Sharding Guide

This document is a sharding best practice guide for CrateDB.

A brief recap: CrateDB tables are split into a configured number of shards, and then these shards are distributed across the cluster.

Figuring out how many shards to use for your tables requires you to think about the type of data you’re processing, the types of queries you’re running, and the type of hardware you’re using.

Note

This guide assumes you know the basics.

If you are looking for an intro to sharding, see sharding.

Table of contents

Optimising for query performance

Under-allocation is bad

Caution

If you have fewer shards than CPUs in the cluster, this is called under-allocation, and it means you’re not getting the best performance out of CrateDB.

Whenever possible, CrateDB will parallelize query workloads and distribute them across the whole cluster.
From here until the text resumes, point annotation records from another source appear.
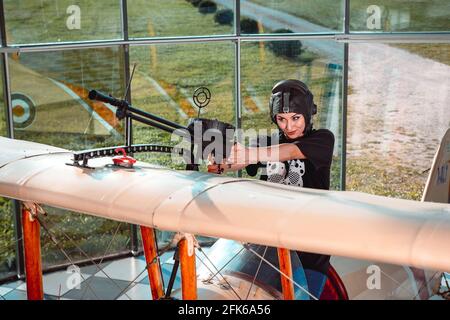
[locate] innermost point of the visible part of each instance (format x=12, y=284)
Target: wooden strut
x=284, y=257
x=188, y=270
x=154, y=271
x=33, y=263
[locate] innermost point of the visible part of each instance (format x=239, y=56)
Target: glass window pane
x=155, y=18
x=287, y=16
x=164, y=83
x=398, y=111
x=266, y=63
x=62, y=20
x=51, y=106
x=399, y=15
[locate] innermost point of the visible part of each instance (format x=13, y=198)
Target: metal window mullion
x=237, y=66
x=343, y=175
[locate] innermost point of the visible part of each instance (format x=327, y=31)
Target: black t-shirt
x=312, y=172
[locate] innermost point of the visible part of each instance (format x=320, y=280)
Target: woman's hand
x=239, y=155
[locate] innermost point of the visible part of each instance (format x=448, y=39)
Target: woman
x=302, y=157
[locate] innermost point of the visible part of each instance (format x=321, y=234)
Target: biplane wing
x=349, y=224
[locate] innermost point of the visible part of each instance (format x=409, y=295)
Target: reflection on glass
x=397, y=114
x=318, y=64
x=165, y=81
x=50, y=102
x=31, y=21
x=154, y=18
x=286, y=16
x=49, y=96
x=399, y=15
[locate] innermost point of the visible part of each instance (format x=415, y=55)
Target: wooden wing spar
x=349, y=224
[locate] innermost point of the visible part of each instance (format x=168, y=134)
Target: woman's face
x=292, y=124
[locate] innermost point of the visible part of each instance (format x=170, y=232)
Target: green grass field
x=181, y=69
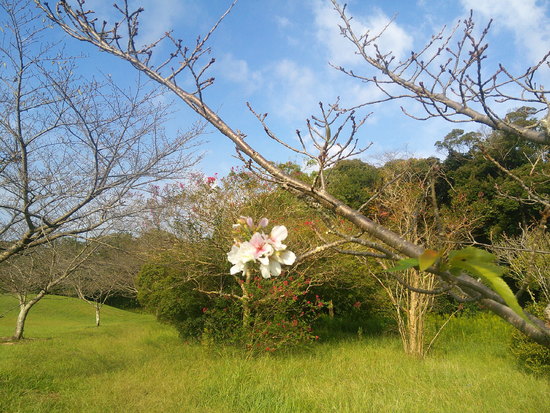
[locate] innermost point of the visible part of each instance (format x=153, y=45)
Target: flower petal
x=278, y=233
x=265, y=271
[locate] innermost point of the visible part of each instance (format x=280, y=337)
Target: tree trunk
x=97, y=314
x=24, y=308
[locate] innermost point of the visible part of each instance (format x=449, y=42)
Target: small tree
x=109, y=271
x=72, y=150
x=35, y=273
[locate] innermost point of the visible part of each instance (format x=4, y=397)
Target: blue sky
x=275, y=53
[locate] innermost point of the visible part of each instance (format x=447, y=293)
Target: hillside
x=133, y=364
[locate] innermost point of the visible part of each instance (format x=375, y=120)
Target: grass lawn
x=133, y=364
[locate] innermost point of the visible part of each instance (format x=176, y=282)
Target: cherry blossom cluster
x=267, y=250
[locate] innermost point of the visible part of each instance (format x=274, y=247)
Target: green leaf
x=500, y=286
x=480, y=263
x=427, y=258
x=405, y=264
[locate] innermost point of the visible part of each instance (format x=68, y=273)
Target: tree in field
x=32, y=274
x=72, y=150
x=110, y=270
x=455, y=90
x=187, y=279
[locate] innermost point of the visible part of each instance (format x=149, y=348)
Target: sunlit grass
x=133, y=364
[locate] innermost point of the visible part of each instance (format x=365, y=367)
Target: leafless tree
x=120, y=39
x=72, y=150
x=449, y=79
x=109, y=271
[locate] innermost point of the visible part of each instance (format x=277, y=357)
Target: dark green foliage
x=493, y=196
x=162, y=292
x=352, y=181
x=530, y=355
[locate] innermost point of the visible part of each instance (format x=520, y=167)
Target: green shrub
x=531, y=356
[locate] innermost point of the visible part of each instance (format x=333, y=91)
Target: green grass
x=133, y=364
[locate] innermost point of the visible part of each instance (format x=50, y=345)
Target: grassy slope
x=133, y=364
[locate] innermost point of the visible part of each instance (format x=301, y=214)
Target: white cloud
x=238, y=71
x=294, y=90
x=527, y=19
x=341, y=51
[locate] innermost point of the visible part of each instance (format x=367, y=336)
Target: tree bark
x=97, y=314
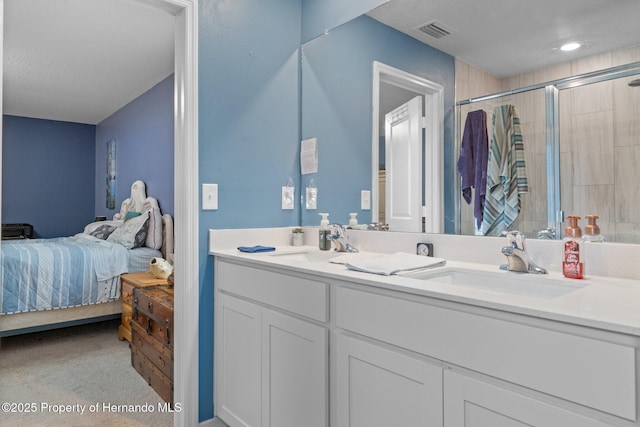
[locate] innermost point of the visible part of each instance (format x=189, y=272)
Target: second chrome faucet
x=517, y=256
x=340, y=238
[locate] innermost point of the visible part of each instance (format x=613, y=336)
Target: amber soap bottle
x=572, y=263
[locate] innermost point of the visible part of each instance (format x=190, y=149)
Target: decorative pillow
x=154, y=234
x=103, y=231
x=91, y=227
x=130, y=215
x=133, y=233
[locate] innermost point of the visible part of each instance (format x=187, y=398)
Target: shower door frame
x=555, y=216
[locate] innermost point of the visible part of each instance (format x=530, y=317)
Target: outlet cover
x=209, y=197
x=287, y=197
x=365, y=200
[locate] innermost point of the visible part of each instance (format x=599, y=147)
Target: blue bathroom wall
x=248, y=133
x=319, y=16
x=48, y=168
x=144, y=134
x=337, y=81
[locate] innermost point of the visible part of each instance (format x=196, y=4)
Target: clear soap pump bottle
x=572, y=263
x=592, y=230
x=324, y=242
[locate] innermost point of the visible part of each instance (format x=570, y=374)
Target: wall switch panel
x=312, y=198
x=287, y=197
x=209, y=197
x=365, y=200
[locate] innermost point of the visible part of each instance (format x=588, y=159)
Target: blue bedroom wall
x=248, y=132
x=143, y=131
x=48, y=168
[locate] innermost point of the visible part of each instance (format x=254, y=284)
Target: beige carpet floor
x=73, y=369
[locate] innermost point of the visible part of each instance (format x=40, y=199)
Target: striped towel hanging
x=506, y=172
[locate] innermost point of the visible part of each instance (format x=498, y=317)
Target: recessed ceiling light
x=569, y=47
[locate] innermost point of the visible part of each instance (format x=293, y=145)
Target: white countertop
x=611, y=304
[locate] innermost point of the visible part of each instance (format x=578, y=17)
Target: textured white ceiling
x=82, y=60
x=508, y=37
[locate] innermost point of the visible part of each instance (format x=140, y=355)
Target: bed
x=51, y=283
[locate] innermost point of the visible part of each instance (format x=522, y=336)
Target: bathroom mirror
x=337, y=90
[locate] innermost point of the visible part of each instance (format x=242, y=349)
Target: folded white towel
x=397, y=263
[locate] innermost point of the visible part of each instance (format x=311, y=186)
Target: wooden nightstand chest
x=128, y=282
x=152, y=337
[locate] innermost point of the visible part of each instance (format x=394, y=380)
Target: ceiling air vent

The more CPUs this query workload can be distributed across, the faster the query will run.

To increase the chances that a query can be parallelized and distributed maximally, there should be at least as many shards for a table than there are CPUs in the cluster. This is because CrateDB will automatically balance shards across the cluster so that each node contains as few shards as possible.
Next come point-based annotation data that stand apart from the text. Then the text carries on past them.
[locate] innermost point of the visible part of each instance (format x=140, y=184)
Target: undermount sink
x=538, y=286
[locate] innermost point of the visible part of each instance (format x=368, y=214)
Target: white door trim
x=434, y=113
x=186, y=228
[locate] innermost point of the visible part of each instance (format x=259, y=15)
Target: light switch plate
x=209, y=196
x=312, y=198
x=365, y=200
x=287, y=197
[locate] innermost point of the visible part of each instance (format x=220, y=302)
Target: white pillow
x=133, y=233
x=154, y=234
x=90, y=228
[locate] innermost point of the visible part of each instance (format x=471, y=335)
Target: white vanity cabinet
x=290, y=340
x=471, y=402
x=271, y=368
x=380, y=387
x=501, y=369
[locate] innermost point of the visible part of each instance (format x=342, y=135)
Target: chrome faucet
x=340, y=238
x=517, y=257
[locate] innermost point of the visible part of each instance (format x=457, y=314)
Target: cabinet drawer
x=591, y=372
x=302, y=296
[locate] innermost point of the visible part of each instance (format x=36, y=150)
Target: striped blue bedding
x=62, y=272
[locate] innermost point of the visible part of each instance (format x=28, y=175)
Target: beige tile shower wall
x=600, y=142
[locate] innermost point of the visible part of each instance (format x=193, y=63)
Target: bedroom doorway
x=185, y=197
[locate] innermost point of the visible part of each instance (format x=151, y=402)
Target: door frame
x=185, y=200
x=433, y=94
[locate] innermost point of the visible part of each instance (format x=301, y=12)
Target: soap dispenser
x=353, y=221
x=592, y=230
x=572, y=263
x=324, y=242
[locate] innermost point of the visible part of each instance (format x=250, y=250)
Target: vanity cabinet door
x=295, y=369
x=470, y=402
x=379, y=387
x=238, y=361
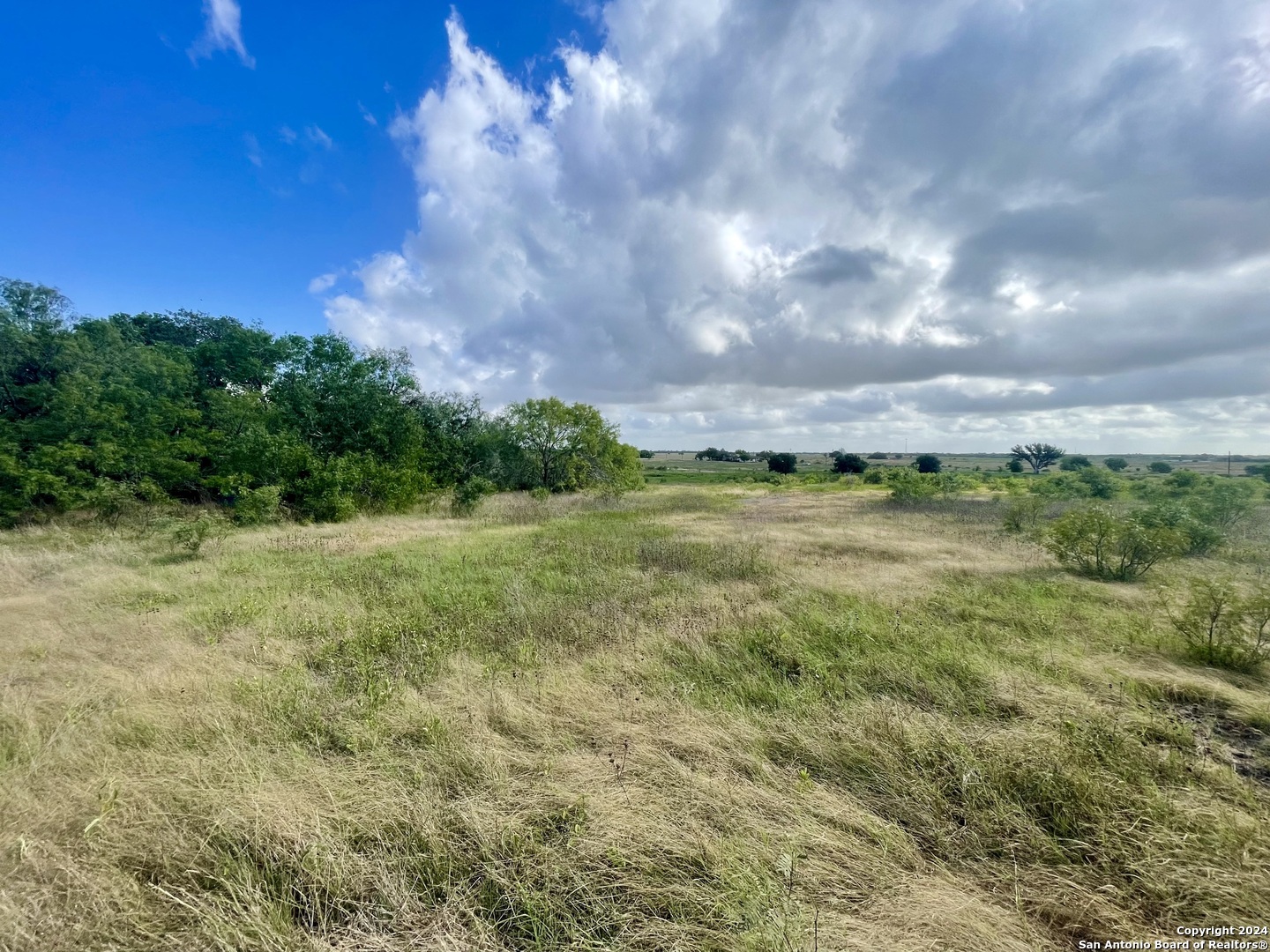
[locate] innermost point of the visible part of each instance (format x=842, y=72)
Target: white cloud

In summary: the smaller your shards are, the more of them you will have, and so the more likely it is that they will be distributed across the whole cluster, and hence across all of your CPUs, and hence the faster your queries will run.

Significant over-allocation is bad

Caution

If you have more shards per table than CPUs, this is called over-allocation. A little over-allocation is desirable. But if you significantly over-allocate your shards per table, you will see performance degradation.

When you have slightly more shards per table than CPUs, you ensure that query workloads can be parallelized and distributed maximally, which in turn ensures maximal query performance.

However, if most nodes have more shards per table than they have CPUs, you could actually see performance degradation. Each shard comes with a cost in terms of open files, RAM, and CPU cycles. Smaller shards also means small shard indexes, which can adversely affect computed search term relevance.

For performance reasons, one thousand shards per table per node is considered the highest recommended configuration. If you exceed this you will experience a failing cluster check.

Balancing allocation

Finding the right balance when it comes to sharding will vary on a lot of things. And while it’s generally advisable to slightly over-allocate, it’s also a good idea to benchmark your particular setup so as to find the sweet spot.

If you don’t manually set the number of shards per table, CrateDB will make a best guess, based on the assumption that your nodes have two CPUs each.

Tip

For the purposes of calculating how many shards a table should be clustered into, you can typically ignore replica partitions as these are not usually queried across for reads.

Caution

If you are using partitioned tables, note that each partition is clustered into as many shards as you configure for the table.

For example, a table with four shards and two partitions will have eight shards that can be commonly queried across. But a query that only touches one partition will only query across four shards.

How this factors into balancing your shard allocation will depend on the types of queries you intend to run.

Optimising for ingestion performance

As with Optimising for query performance, when doing heavy ingestion, it is good to cluster a table across as many nodes as possible. However, we have found that ingestion throughput can often increase as the table shard per CPU ratio on each node decreases.

Ingestion throughput typically varies on: data volume, individual payload sizes, batch insert size, and the hardware. In particular: using solid-state drives (SSDs) instead of hard-disk drives (HDDs) can massively increase ingestion throughput.

It’s a good idea to benchmark your particular setup so as to find the sweet spot.